On the morning of my 39th birthday, I want to tell you one last thing before I end this letter; I want to say I’m sorry.
Mom texted me this morning. She wrote:
El no celebrar no es olvidar. Jamas olvidare May 16, March 29, y Deciembre 9. Aunque siempre fui una perra contigo, siempre te ame. Jehova te bendiga todos los dias de tu vida.
What can I tell you, bro? Mom hasn’t talked to me in a year. This is the first text message she’s sent me in months, and this one is the kindest.
I go back to all that time we spent together in the hospital. You confessed something to me one day: “I’m scared that something’ll happen to me and you and Dee and mom will never talk again.”

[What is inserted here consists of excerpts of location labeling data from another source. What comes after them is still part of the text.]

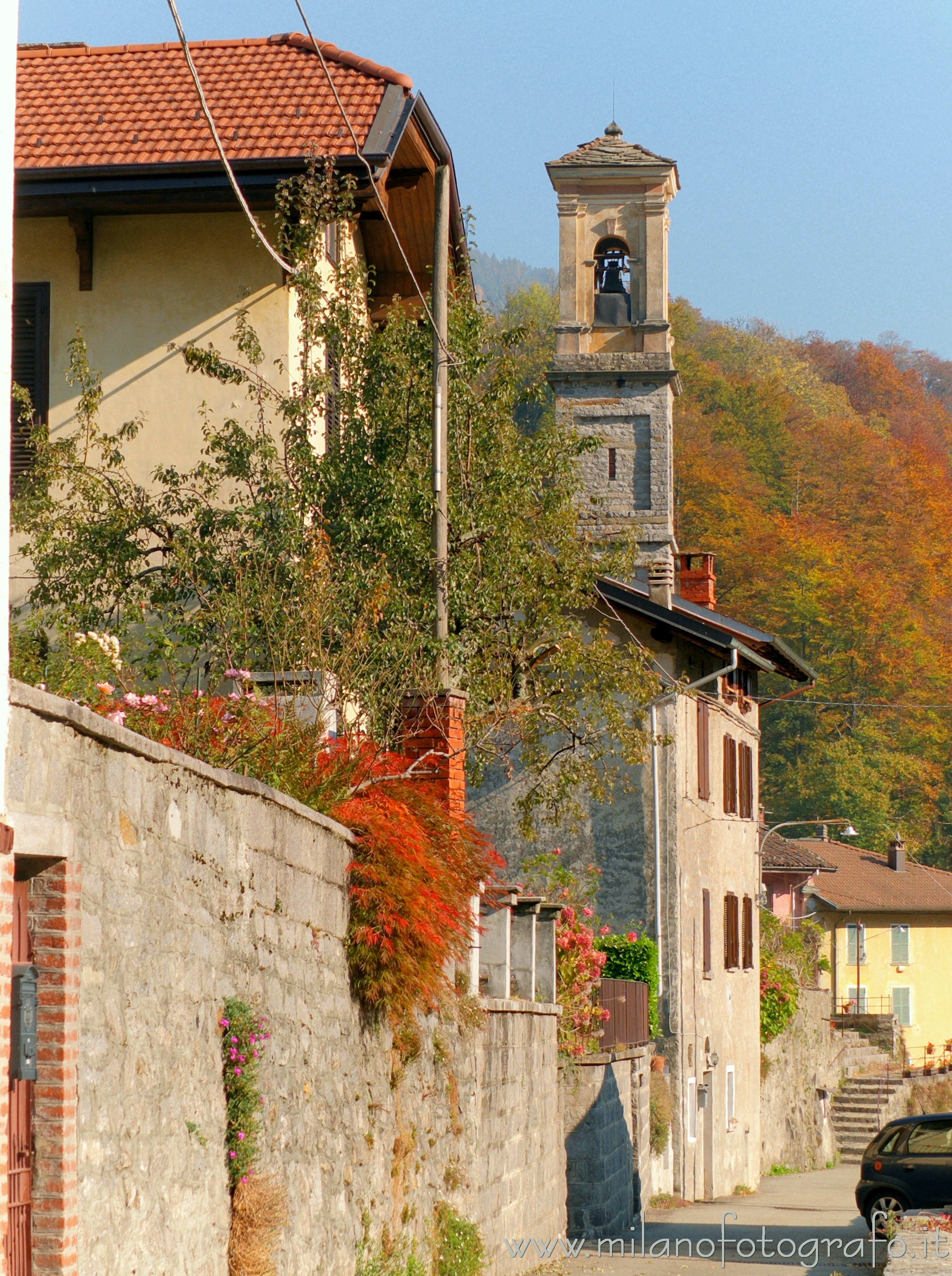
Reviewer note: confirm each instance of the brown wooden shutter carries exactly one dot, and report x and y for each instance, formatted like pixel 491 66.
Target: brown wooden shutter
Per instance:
pixel 704 749
pixel 730 775
pixel 748 933
pixel 747 781
pixel 31 365
pixel 732 932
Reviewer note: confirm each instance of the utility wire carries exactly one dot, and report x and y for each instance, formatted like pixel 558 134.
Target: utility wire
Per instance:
pixel 382 203
pixel 206 111
pixel 866 705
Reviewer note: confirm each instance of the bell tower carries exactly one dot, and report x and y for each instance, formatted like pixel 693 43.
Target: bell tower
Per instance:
pixel 613 373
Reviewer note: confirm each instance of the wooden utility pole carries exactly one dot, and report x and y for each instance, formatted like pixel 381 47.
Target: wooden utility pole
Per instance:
pixel 441 512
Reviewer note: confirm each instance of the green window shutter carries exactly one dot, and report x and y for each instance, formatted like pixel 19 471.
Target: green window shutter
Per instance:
pixel 900 946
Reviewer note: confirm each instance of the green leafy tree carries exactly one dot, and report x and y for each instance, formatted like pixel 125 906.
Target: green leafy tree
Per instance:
pixel 272 554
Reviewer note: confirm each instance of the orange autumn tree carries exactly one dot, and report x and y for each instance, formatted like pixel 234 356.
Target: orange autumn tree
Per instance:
pixel 821 475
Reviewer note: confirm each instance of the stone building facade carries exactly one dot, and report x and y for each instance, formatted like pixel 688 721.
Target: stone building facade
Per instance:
pixel 680 850
pixel 157 886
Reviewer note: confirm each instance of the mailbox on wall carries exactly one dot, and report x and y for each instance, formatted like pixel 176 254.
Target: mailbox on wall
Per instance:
pixel 25 1015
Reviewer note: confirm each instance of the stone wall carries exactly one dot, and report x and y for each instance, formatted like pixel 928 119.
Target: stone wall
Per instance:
pixel 198 885
pixel 605 1103
pixel 805 1067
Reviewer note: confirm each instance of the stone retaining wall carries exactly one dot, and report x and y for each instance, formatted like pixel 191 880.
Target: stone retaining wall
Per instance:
pixel 805 1071
pixel 194 885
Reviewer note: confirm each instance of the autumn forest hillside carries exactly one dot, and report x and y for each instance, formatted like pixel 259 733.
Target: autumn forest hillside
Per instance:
pixel 821 475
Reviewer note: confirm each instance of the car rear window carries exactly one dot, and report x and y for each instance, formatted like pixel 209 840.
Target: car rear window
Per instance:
pixel 933 1136
pixel 893 1139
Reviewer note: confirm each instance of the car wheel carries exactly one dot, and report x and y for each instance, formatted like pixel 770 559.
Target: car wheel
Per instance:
pixel 884 1204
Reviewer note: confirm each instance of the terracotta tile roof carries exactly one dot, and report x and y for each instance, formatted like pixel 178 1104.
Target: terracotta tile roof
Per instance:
pixel 136 104
pixel 610 150
pixel 864 882
pixel 788 853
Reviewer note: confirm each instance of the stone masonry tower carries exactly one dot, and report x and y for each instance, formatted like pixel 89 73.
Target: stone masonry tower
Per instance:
pixel 613 373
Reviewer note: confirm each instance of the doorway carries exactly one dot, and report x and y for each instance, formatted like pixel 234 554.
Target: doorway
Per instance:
pixel 20 1259
pixel 709 1138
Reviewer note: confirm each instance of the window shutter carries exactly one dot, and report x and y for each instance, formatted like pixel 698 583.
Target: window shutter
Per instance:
pixel 730 775
pixel 748 933
pixel 732 932
pixel 706 928
pixel 332 401
pixel 704 749
pixel 747 781
pixel 31 367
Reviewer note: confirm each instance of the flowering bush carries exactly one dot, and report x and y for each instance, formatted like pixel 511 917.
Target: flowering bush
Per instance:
pixel 631 957
pixel 579 969
pixel 244 1038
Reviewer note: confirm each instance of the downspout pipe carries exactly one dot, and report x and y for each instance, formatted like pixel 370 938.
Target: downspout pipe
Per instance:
pixel 656 794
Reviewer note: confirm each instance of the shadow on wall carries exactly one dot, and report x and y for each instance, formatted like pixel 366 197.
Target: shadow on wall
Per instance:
pixel 599 1159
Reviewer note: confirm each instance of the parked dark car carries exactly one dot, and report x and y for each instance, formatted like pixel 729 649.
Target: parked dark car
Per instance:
pixel 908 1167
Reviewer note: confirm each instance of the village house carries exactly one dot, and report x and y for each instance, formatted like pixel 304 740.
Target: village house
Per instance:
pixel 894 918
pixel 680 855
pixel 127 226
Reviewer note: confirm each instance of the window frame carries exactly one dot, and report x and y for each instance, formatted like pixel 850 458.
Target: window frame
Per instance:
pixel 732 931
pixel 39 291
pixel 747 933
pixel 692 1099
pixel 746 781
pixel 704 727
pixel 730 1094
pixel 729 751
pixel 706 935
pixel 894 928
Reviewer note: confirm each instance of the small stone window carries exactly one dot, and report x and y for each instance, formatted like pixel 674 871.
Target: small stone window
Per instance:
pixel 613 272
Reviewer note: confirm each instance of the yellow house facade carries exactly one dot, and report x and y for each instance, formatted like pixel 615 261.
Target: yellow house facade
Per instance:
pixel 127 226
pixel 889 924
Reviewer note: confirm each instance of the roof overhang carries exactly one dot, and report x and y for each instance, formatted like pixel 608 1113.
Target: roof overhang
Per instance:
pixel 710 631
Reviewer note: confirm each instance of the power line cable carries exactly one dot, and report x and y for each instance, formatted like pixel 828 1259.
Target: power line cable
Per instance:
pixel 382 203
pixel 206 111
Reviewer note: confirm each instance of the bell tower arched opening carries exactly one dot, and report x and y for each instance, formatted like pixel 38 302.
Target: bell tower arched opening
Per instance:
pixel 613 288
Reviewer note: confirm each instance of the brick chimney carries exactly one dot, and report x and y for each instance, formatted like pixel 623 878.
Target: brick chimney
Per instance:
pixel 896 855
pixel 434 727
pixel 697 579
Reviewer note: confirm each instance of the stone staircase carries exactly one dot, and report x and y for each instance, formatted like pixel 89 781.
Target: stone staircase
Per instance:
pixel 861 1108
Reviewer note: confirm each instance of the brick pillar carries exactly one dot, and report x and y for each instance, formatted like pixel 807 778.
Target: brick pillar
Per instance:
pixel 54 914
pixel 433 730
pixel 5 993
pixel 697 579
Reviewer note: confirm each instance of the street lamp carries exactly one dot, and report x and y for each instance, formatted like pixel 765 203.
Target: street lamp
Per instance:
pixel 788 823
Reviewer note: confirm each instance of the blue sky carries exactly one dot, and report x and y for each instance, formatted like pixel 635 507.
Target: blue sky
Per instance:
pixel 812 138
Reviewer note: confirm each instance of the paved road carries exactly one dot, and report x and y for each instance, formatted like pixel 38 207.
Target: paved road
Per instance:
pixel 814 1215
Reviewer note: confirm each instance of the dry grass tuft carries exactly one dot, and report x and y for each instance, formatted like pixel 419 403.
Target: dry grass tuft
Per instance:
pixel 258 1214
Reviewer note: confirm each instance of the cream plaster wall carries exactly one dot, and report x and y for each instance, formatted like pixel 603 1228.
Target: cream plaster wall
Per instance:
pixel 718 853
pixel 927 973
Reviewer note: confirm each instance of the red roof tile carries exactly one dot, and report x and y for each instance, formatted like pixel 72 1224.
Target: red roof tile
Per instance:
pixel 864 882
pixel 137 104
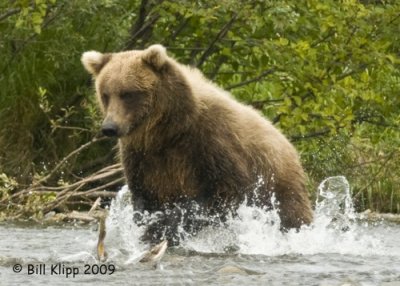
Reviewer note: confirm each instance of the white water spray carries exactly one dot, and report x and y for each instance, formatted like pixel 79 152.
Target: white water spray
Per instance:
pixel 257 231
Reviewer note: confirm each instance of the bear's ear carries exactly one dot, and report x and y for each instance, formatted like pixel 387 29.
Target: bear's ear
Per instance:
pixel 156 56
pixel 94 61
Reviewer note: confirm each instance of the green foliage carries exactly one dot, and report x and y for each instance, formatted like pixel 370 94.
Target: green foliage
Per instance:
pixel 325 72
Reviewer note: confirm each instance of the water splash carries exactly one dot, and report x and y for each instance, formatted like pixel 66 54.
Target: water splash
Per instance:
pixel 255 230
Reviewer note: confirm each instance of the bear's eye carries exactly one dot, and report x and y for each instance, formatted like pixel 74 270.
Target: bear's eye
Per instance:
pixel 105 98
pixel 132 95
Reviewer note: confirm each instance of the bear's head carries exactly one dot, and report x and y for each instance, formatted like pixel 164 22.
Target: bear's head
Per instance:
pixel 137 89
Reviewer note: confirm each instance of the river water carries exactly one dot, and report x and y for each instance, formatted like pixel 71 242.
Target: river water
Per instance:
pixel 340 248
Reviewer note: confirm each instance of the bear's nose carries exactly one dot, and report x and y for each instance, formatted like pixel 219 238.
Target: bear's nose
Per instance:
pixel 109 129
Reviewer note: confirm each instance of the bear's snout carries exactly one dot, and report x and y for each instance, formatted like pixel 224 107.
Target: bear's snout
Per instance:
pixel 109 128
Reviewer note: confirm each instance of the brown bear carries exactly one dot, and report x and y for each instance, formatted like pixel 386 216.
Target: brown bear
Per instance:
pixel 188 148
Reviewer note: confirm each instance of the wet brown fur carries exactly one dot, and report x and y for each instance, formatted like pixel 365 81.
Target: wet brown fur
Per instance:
pixel 187 139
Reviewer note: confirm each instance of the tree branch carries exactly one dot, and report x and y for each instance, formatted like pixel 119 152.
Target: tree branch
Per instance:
pixel 219 36
pixel 257 78
pixel 9 13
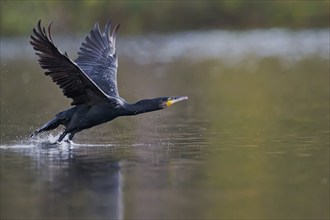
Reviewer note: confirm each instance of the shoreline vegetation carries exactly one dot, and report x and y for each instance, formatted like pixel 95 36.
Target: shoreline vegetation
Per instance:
pixel 17 17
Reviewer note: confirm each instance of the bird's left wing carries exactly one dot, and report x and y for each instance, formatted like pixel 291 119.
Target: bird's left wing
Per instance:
pixel 64 72
pixel 97 58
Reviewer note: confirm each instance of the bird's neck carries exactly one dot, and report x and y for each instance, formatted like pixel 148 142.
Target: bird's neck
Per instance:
pixel 140 107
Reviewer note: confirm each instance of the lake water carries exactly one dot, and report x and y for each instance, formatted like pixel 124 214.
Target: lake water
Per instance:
pixel 252 141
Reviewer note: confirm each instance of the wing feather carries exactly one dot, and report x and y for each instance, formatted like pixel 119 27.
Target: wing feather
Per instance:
pixel 74 83
pixel 97 58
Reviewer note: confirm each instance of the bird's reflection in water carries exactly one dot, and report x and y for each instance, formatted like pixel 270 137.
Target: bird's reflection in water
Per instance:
pixel 77 183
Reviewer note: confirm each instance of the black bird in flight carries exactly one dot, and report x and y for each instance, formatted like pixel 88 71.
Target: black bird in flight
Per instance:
pixel 90 81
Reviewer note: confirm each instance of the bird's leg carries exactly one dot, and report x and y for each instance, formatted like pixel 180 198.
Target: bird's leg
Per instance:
pixel 62 136
pixel 71 135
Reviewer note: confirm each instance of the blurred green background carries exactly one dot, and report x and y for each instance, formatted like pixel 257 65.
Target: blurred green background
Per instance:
pixel 17 17
pixel 252 142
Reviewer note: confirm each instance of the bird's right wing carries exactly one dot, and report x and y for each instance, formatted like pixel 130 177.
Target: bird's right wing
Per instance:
pixel 64 72
pixel 97 58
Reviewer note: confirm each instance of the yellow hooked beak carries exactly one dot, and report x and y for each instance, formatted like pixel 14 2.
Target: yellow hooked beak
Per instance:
pixel 173 100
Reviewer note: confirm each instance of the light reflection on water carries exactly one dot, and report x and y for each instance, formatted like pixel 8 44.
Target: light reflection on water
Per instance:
pixel 249 143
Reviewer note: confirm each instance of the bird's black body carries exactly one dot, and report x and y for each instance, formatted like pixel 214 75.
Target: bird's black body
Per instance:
pixel 90 81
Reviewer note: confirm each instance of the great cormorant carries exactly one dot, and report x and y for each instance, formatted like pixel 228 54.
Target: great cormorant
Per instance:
pixel 90 81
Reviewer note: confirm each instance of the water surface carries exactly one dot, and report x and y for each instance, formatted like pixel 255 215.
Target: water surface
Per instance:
pixel 252 141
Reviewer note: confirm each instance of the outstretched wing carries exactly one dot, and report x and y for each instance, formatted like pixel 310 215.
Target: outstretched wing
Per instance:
pixel 97 58
pixel 64 72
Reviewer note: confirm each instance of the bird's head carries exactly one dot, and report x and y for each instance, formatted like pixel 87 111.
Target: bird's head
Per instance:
pixel 148 105
pixel 165 102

Bro, I need you to know that I tried. I tried to have a relationship with her. I couldn’t love her past her grief, past that pain she’s carried since she was raped all those years ago and got pregnant with you. I couldn’t love her past her grief over losing you. I stopped trying to, and I’m sorry for that. Maybe you’ll see it as selfish but for me it’s more a matter of self-preservation. The truth is that it hurts less to not have her in my life. I have my own daughter to raise. I have this life I’ve created for myself. It’s a beautiful life, bro. It’s not without challenges but it’s beautiful and it’s mine and only I can live it. I chose myself. I chose my sanity. I hope you can see that and can forgive me.
I will love you and honor you forever, Superman. I hope you found peace in the next life that you didn’t find in this one. Thank you for loving me. Thank you for what you taught me. Thank you for being my brother.